The semiconductor industry's continuing demand for memory devices with ever increasing storage densities has led to a corresponding decrease in memory cell size for each new generation of memory device. Scaling of memory cell size, however, can adversely effect the functionality and reliability of these devices. For example, a reduction in EEPROM, EPROM or Flash EEPROM cell size also decreases the surface area shared by the control gate and floating gate. Therefore, the coupling capacitance between the floating gate and the control gate is reduced, and the probability of inaccurately reading the charge stored in the memory cell increases. Analogously, a reduction in DRAM cell size also leads to a reduction in the surface area shared by the two capacitor electrodes. Thus the capacitance of the DRAM cell is reduced, making it more susceptible to "soft" errors. In addition, lower cell capacitance also adversely effects DRAM noise sensitivity, and refresh rate.

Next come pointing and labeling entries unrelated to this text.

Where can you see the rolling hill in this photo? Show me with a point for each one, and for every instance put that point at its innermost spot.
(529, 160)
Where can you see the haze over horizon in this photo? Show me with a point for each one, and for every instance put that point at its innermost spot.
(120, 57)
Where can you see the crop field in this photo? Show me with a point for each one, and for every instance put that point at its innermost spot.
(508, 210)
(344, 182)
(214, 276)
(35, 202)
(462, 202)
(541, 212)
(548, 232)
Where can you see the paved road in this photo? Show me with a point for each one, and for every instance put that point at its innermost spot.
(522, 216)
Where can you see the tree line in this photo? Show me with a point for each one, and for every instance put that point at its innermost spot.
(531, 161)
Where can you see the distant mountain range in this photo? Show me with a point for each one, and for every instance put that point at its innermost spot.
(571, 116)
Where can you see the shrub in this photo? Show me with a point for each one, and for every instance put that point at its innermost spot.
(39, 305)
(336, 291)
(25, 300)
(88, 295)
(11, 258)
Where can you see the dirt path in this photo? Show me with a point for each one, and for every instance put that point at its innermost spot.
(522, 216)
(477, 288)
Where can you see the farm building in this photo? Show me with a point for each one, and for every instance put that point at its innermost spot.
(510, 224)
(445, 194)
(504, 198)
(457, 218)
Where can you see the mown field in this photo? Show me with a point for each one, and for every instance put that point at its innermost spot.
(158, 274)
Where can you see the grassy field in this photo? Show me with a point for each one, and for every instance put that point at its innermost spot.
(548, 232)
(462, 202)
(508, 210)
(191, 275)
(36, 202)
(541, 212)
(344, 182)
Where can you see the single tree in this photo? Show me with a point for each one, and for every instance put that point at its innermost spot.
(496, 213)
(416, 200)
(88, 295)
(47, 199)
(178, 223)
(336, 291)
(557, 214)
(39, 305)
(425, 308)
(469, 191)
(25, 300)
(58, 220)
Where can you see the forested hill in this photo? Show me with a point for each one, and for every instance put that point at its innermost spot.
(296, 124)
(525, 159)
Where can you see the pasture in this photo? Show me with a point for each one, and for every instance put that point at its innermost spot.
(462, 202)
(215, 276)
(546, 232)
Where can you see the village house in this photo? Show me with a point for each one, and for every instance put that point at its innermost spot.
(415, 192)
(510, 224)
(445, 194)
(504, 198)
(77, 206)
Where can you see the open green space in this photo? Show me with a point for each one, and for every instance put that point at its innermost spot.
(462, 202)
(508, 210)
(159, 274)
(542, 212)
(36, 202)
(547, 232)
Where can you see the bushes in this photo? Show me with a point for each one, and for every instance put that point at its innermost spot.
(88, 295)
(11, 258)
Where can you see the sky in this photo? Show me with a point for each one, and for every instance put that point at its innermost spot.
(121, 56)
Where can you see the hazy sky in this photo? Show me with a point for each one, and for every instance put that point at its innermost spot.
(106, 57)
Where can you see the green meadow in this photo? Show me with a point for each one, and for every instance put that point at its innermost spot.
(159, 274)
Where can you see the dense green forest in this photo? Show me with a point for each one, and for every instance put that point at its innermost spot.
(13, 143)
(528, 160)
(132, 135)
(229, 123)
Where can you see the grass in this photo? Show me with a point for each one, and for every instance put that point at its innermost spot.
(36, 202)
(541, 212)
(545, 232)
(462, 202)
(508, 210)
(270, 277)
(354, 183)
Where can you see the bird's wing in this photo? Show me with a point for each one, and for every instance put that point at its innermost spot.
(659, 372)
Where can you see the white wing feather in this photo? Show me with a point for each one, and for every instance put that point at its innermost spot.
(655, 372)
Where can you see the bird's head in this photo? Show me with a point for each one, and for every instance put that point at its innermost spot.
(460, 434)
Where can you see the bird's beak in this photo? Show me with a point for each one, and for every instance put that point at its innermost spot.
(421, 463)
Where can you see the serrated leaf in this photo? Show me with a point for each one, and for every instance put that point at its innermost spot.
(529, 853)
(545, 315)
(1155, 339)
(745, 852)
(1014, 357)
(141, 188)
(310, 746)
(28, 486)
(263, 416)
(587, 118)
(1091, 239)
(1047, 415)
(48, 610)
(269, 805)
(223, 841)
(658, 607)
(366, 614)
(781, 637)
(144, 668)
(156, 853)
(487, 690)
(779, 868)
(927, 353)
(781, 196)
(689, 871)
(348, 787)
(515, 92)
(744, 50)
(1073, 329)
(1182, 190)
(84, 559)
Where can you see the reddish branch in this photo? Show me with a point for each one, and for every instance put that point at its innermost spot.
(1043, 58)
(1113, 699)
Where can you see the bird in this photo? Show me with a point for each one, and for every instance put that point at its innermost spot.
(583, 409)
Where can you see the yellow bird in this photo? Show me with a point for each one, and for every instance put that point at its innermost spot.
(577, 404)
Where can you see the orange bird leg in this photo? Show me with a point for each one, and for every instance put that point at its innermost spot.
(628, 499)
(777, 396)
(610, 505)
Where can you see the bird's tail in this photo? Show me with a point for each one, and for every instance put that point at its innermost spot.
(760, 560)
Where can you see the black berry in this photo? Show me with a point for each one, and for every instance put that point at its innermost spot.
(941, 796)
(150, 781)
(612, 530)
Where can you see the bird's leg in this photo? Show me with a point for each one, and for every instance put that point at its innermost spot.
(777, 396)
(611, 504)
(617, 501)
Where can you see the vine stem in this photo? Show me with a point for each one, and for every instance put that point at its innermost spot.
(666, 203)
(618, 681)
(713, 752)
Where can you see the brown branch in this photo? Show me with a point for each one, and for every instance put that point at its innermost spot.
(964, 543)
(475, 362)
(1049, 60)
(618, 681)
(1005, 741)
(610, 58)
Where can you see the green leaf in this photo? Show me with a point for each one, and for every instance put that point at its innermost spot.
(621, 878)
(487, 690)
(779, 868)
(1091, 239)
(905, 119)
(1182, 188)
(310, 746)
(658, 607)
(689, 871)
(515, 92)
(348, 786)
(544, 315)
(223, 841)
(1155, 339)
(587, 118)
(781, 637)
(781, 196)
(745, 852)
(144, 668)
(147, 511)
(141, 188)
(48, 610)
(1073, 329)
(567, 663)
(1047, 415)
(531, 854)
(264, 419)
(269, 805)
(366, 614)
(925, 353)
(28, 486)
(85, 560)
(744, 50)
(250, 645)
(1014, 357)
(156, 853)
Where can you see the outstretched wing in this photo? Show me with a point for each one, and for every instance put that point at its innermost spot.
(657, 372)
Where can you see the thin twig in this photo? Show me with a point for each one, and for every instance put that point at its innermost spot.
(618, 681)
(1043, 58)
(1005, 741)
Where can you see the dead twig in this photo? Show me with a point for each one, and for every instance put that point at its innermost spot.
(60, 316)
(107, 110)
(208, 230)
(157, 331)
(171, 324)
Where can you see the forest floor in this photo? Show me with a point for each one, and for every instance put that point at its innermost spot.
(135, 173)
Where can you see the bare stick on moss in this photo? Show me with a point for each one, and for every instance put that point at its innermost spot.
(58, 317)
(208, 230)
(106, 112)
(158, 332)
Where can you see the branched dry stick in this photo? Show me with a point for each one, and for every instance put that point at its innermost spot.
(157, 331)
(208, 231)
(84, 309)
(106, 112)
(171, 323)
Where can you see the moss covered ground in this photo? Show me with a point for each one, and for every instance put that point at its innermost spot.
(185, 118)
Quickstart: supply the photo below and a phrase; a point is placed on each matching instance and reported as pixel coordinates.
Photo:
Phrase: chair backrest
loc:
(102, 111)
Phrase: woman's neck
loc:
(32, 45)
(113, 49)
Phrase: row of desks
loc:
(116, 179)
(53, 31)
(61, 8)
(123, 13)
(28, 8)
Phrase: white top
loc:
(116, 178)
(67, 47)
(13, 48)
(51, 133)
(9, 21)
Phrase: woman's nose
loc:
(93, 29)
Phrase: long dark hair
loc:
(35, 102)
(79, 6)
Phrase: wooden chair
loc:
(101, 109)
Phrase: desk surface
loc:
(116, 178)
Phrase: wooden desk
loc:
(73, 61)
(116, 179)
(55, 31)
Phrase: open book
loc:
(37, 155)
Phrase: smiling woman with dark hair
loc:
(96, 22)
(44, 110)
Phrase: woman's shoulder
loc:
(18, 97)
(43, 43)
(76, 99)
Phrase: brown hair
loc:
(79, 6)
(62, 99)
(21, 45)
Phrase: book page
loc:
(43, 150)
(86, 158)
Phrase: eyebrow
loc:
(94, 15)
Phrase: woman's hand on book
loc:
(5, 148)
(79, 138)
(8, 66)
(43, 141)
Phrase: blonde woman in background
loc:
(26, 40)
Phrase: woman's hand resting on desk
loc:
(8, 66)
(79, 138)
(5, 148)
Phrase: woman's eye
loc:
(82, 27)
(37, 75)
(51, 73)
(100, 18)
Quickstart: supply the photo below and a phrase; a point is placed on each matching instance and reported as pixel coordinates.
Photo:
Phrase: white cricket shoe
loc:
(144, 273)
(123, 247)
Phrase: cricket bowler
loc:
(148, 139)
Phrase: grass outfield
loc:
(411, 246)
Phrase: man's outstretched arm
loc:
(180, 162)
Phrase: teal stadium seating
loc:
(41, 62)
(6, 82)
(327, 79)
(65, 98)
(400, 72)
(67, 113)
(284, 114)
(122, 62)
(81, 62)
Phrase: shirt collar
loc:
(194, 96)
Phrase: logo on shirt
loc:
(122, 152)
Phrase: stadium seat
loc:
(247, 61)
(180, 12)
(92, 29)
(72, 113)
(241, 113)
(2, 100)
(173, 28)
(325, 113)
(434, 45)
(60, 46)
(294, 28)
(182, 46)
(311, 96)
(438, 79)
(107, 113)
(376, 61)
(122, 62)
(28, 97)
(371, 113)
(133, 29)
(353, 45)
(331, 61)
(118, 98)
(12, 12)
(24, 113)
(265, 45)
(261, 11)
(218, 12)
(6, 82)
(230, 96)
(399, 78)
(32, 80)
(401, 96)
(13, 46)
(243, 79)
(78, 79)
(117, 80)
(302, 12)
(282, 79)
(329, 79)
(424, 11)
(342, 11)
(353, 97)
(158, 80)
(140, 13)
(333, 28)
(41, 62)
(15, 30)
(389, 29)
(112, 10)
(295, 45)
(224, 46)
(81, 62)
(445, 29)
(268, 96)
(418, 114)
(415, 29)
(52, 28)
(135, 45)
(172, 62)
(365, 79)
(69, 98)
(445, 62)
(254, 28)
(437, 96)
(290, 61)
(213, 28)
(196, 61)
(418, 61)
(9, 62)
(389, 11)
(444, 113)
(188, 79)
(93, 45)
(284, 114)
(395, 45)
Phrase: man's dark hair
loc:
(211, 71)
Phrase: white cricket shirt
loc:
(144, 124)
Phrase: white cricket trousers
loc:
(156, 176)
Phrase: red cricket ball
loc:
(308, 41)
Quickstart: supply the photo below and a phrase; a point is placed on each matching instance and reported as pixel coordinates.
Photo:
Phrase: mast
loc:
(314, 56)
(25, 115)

In order to offset the resulting reduction of DRAM cell capacitance, and floating gate to control gate coupling capacitance, with shrinking memory cell size, several solutions have been proposed. The use of texturized or roughened semiconductor electrodes for control gates or capacitor plates is one proposed technique for increasing floating gate to control gate coupling capacitance, and DRAM cell capacitance. One technique for forming these textured semiconductor electrodes is to deposit a silicon dioxide layer over a polysilicon film. Low pressure chemical vapor deposition is then used to deposit polysilicon islands onto the silicon dioxide surface. The exposed portion of the silicon dioxide layer is then anisotropically etched to expose a portion of the polysilicon surface. The exposed portion of the polysilicon surface is then anisotropically etched to form depressions within the polysilicon film. The remaining portion of the silicon dioxide layer is then removed and the textured polysilicon layer is then used to fabricate floating gates and capacitor electrodes.
The process for forming the polysilicon islands, however, has a narrow processing window. The nucleation and growth of a polysilicon island is dependent on deposition temperature. Therefore, temperature gradients across a wafer, as well as temperature variations from wafer to wafer, can lead to uniformity and repeatability problems. In addition, polysilicon island formation is also dependent on the morphology and cleanliness of the underlying deposition surface. Thus variations in surface morphology and surface cleanliness can also lead to non-uniform and non-repeatable polysilicon island formation. Consequently, the texture of the resulting polysilicon films can vary within a wafer and from wafer to wafer. Therefore, the electrical characteristics and performance of a given semiconductor device may vary within the same chip or from chip to chip, and may ultimately result in the fabrication of memory devices that are unreliable and non-functional. Accordingly, a need exists for a process that uniformly roughens or texturizes the surface of semiconductor electrodes used in semiconductor devices.